As soon as hypertext became generally available, its architects were disappointed with how it used. One of its purposes was text structuring, whereas it was applied mostly visually, usually with representation tags (which are considered by some adepts as the fault). Here comes the first attempt to adjust Web evolution: XML. It was designed as extended markup, which emphasizes simplicity, generality, and usability over the Internet, which was represented in 10 design goals in its specification. Already here we have the problem: markup is meaningless unless it is understood by a human. The same problem with any data format: meaning is not in data and even not in a format (metadata) but in understanding of both data and format.

Moreover, XML does not work as it was realized by its designers. Instead of text markup, which is human readable, XML became data serialization format, which is based on plain text. Moreover, many complain about its complexity and verbosity. XML document of even middle complexity is hardly human readable (because of complicated recognition of information in it), that is, such document can be read only by an application. But if so, then XML is only text (not binary) data form, which became possible thanks to extended storages. Of course, it is convenient, but it is not revolutionary.


Conventional Web changed the world in 10 years. For the same 10 years Semantic Web became only just yet another technology with some benefits and shortcomings. Why? Semantic Web is Web of data (as declared by its adepts), which is considered in the context of machine understandable information (metadata). One of the most interesting applications of it should be intelligent agents, which would help us to search information more efficiently. However, today is 2012, but only some of us have ever heard about it, and a few of us understand what it is for. And we are talking not only about ordinary users, developers are not interested much in it too. Remember 1990s, when any developer was eager to learn new standards and contribute something? Nothing similar for Semantic Web. The most of developers either only know theoretically what it is, or do not want to learn it because it is awkward, or think it is not applicable at all. But Semantic Web experts still describe how everything would be good. Someday. Something is wrong here. The history knows many cases of technologies, which could change the world, but didn't (CORBA, OS/2, etc).

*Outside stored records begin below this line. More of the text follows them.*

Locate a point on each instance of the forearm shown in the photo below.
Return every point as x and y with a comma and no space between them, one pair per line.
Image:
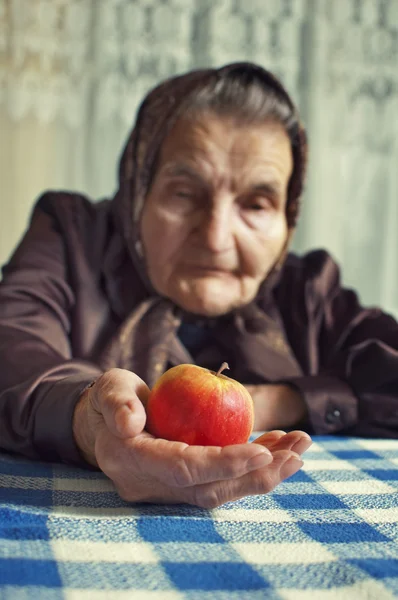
277,406
38,394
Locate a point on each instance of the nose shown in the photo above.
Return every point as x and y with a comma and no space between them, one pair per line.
217,229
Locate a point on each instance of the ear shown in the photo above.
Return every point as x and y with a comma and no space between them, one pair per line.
282,257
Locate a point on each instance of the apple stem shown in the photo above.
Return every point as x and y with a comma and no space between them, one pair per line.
221,369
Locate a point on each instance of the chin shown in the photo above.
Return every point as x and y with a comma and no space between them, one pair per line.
209,300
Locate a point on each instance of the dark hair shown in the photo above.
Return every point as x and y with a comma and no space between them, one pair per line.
245,91
252,98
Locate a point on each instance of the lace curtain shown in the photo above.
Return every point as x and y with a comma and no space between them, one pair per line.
72,73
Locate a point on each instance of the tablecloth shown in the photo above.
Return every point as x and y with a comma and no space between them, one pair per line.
328,532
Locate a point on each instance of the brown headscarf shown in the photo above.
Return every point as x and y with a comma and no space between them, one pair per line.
157,115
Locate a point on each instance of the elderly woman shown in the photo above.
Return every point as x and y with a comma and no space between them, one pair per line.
188,264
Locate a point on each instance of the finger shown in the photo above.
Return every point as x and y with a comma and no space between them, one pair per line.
119,395
297,441
270,438
180,465
261,481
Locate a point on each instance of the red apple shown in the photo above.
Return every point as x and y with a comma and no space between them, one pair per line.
200,407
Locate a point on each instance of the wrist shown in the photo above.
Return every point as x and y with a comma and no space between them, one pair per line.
82,432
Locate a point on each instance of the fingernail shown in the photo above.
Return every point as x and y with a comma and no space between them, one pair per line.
259,460
291,466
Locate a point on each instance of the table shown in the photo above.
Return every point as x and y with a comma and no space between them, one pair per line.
329,532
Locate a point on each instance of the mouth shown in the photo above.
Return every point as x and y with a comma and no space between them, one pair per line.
209,270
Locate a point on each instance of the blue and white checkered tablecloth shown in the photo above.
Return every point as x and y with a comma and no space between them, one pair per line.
329,532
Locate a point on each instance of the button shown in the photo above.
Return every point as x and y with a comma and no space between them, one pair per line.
333,416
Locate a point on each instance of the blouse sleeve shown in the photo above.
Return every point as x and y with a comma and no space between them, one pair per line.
40,381
355,388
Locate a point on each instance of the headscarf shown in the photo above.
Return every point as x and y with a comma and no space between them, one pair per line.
147,341
157,114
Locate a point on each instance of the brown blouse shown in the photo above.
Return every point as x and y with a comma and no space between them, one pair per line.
73,305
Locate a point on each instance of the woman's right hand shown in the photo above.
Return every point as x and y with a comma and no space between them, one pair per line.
109,428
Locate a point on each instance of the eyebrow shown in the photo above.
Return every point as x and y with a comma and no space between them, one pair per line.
182,170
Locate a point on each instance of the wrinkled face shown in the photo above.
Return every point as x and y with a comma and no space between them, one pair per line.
213,223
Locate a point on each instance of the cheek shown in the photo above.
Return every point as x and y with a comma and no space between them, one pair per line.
162,237
260,250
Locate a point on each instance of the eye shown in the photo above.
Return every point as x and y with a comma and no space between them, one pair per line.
258,204
186,194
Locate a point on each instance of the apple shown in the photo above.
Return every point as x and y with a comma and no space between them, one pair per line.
200,407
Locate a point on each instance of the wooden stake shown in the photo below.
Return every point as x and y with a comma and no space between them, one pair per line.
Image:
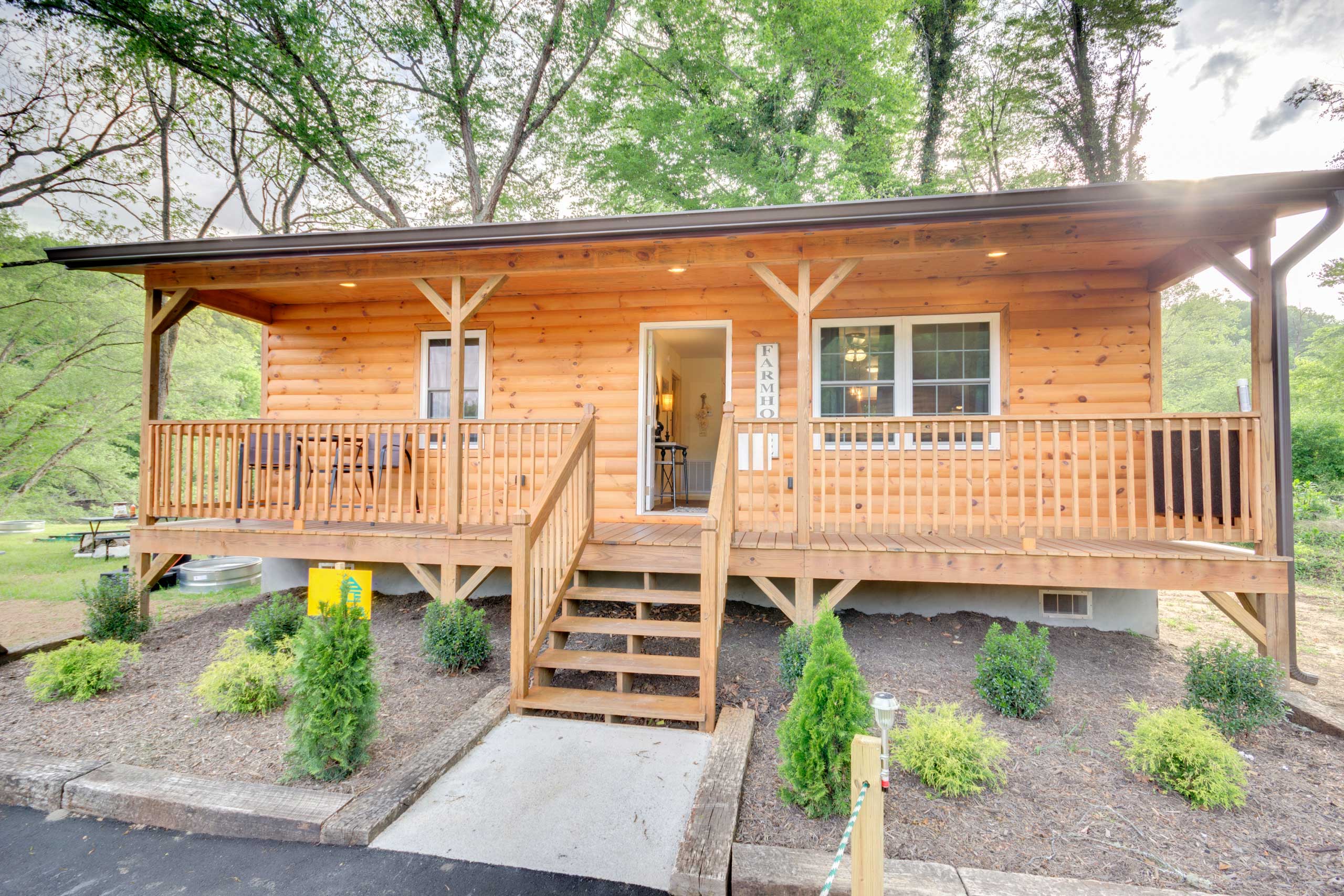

What is wrong with Semantic Web? Reality check? Its architects clearly state that they used the latest achievements of artificial intelligence, which was used long ago before Semantic Web. However, these achievements were known only for narrow circle of experts. Is this a sign of success? If so, why should new text format be successful, where old (possibly binary) one wasn't? Only because it is used for Web? But the history of Web shows that successful technologies are (1) completely new ones, (2) ones, which were successfully used before, (3) ones, which become successful in parallel with Web progress. It is not the case for Semantic Web. But there are some problems with Semantic Web basics too.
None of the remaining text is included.